5. If you must keep them (cost, slow replacement):

- Keep them on 1.28 permanently (apply security patches but don’t upgrade Kubernetes)

- Taint them so only specific workloads run there:

kubectl taint node old-node-1 hardware=legacy:NoSchedule

- Add tolerations to workloads that must run on old hardware

6. Document the decision: "Old hardware on 1.28, plan decommission by [date]"

Long-term Fix: Include hardware compatibility checks in your upgrade runbook. Audit hardware before committing to version upgrades.

Audit log truncation after upgrade usually means the audit policy changed or the backend storage is too small:

1. Check the APIServer audit policy version:

kubectl get --raw /api/v1/audit # Or check the audit policy file on the APIServer cat /etc/kubernetes/policies/audit-policy.yaml | grep apiVersion

2. Verify the audit backend hasn't changed. Check where audit logs are being written:

kubectl get events -A --sort-by='.lastTimestamp' | head -20 # If events are sparse or showing "truncated series", events are being dropped

3. Check the APIServer logs for audit volume warnings:

kubectl logs -n kube-system kube-apiserver-master-1 | grep -i "audit\|truncate"

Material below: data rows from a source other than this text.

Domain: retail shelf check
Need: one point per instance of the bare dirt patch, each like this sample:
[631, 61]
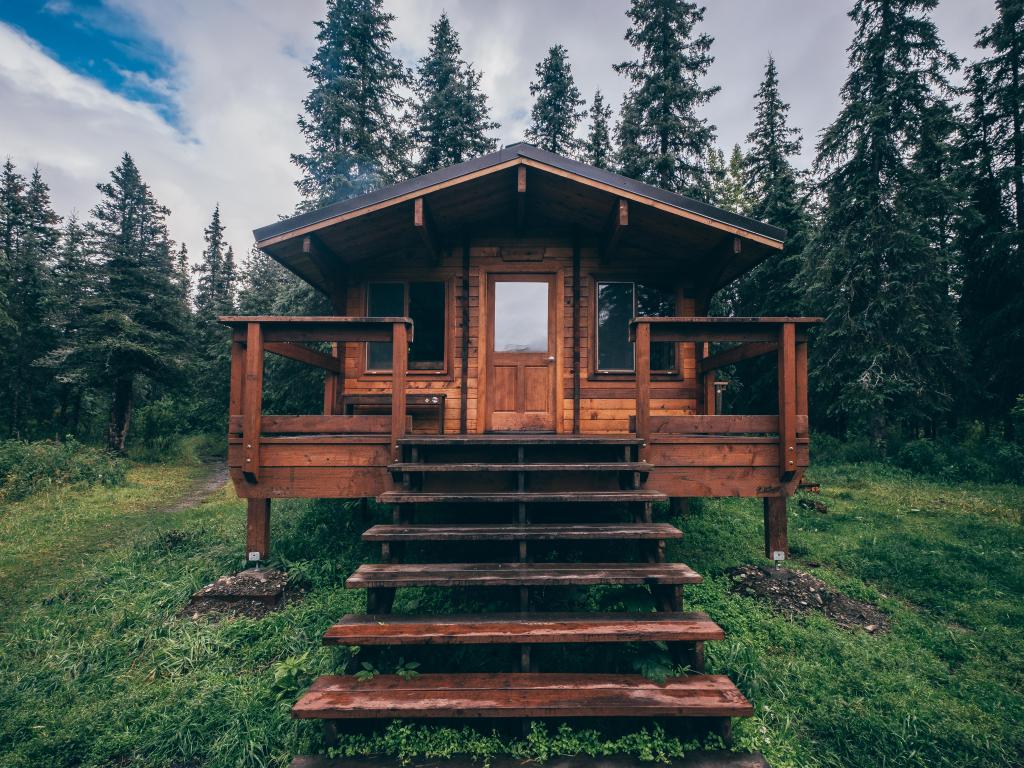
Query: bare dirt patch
[252, 593]
[794, 592]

4. If using file-based audit logging, check disk space:

df -h /var/log/kubernetes/audit/

5. If using external audit (webhook), check the backend:

kubectl describe cm audit-policy -n kube-system # Verify webhook endpoint is responding curl -X POST https://audit-webhook:443/audit -H "Content-Type: application/json" -d '{}'

6. Common fix: Audit policy changed in 1.30 to be more strict. Update the policy to match your needs:

kubectl edit cm audit-policy -n kube-system # Adjust the rules to log fewer events or batch them # Example: reduce logging for low-value events (pods/exec, pods/logs, endpoints)

7. Restart APIServer to apply new policy:

kubectl delete pod kube-apiserver-master-1 -n kube-system # APIServer pod will be restarted by kubelet static pod manager

8. Monitor audit log volume:

kubectl logs -n kube-system kube-apiserver-master-1 | grep -c "audit event"

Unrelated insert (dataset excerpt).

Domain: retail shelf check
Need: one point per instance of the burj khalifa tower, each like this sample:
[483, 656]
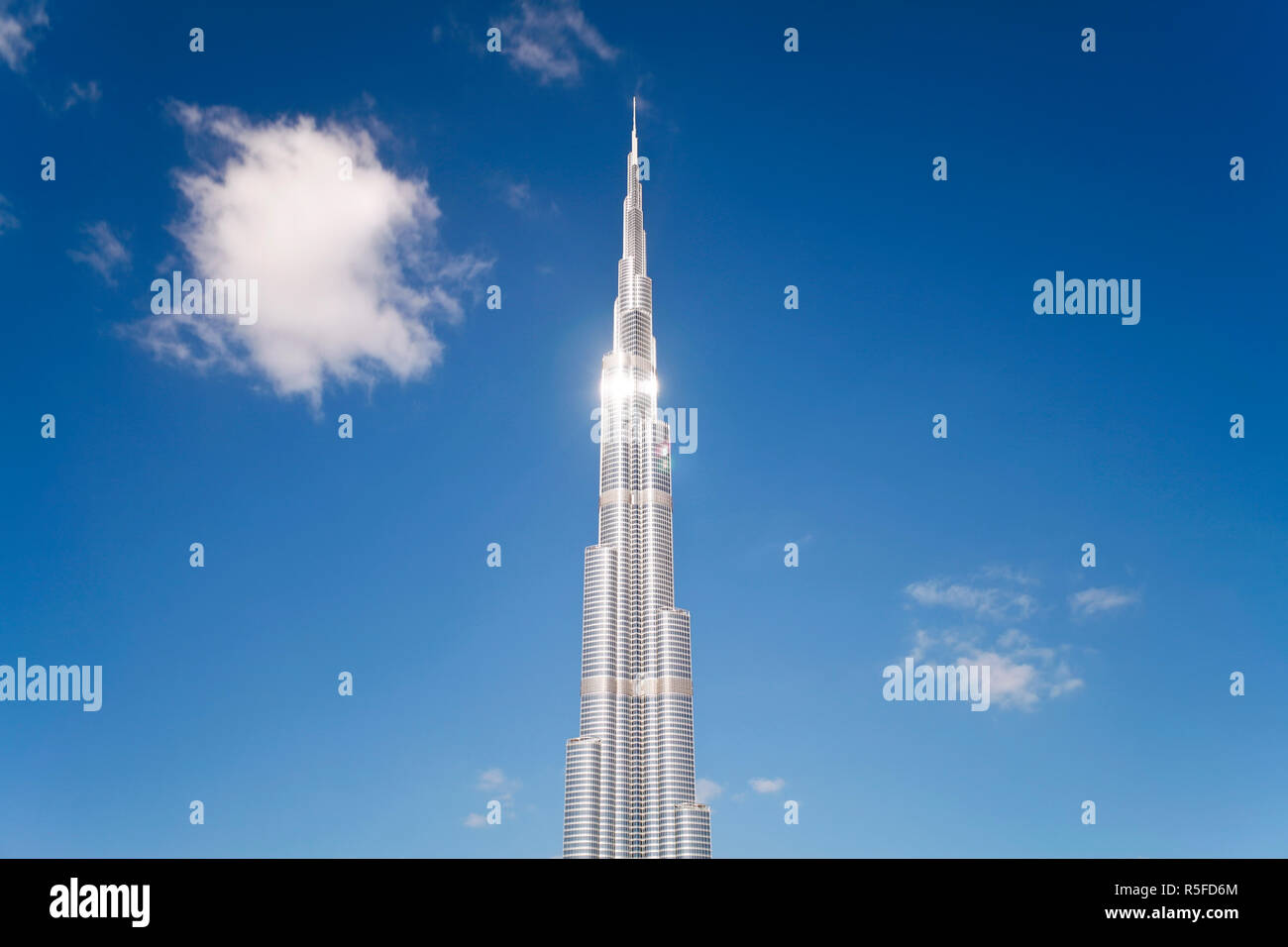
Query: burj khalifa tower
[629, 775]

Prevention: Test audit log behavior changes before production upgrades. Configure audit log volume based on expected event rate, not "whatever fits on disk."

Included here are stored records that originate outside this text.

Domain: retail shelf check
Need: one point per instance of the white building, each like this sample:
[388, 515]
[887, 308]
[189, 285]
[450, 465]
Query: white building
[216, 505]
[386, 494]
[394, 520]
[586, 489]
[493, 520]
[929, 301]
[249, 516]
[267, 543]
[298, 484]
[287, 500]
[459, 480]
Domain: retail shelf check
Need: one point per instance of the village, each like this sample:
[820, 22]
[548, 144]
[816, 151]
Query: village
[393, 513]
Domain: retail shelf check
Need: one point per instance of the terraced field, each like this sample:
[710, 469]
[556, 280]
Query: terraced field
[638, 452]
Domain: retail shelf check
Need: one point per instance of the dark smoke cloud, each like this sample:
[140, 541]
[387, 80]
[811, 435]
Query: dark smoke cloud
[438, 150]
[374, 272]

This is API version deprecation during upgrade. Different Kubernetes releases prefer different API versions (e.g., storage.k8s.io/v1beta1 → v1):

1. Check the actual API version being stored in etcd vs. what's returned:

kubectl get storageclass -o json | jq '.items[] | {name:.metadata.name, apiVersion:.apiVersion}' # Compare with what etcd has etcdctl get /registry/storageclasses/default --prefix | jq '.apiVersion'

2. Verify the APIServer conversion webhook is working (if using CRDs or custom versions):

kubectl api-resources | grep -E "storage|ingress" # Should show both old and new versions if conversions are enabled

3. Migrate manifests to use the new preferred version:

# Export all resources in new format kubectl api-resources --verbs=list --namespaced -o wide | awk '{print $1}' | xargs -I {} kubectl get {} -A -o yaml > all-resources-new-version.yaml

4. Update your GitOps repo to use new API versions. Edit all manifests that reference old versions:

# Find manifests using old versions grep -r "apiVersion: storage.k8s.io/v1beta1" manifests/ # Update to new version sed -i 's/storage.k8s.io\/v1beta1/storage.k8s.io\/v1/g' manifests/*.yaml

5. Re-apply manifests with kubectl apply (this triggers update and re-stores in new version):

kubectl apply -f manifests/ # Verify objects now use new version kubectl get storageclass -o yaml | head -5

6. If GitOps tool (ArgoCD, Flux) is confused, resync:

argocd app sync default --force # Or trigger Flux reconciliation flux reconcile source git default

Prevention: Before upgrading, identify all resources using deprecated API versions and plan their migration.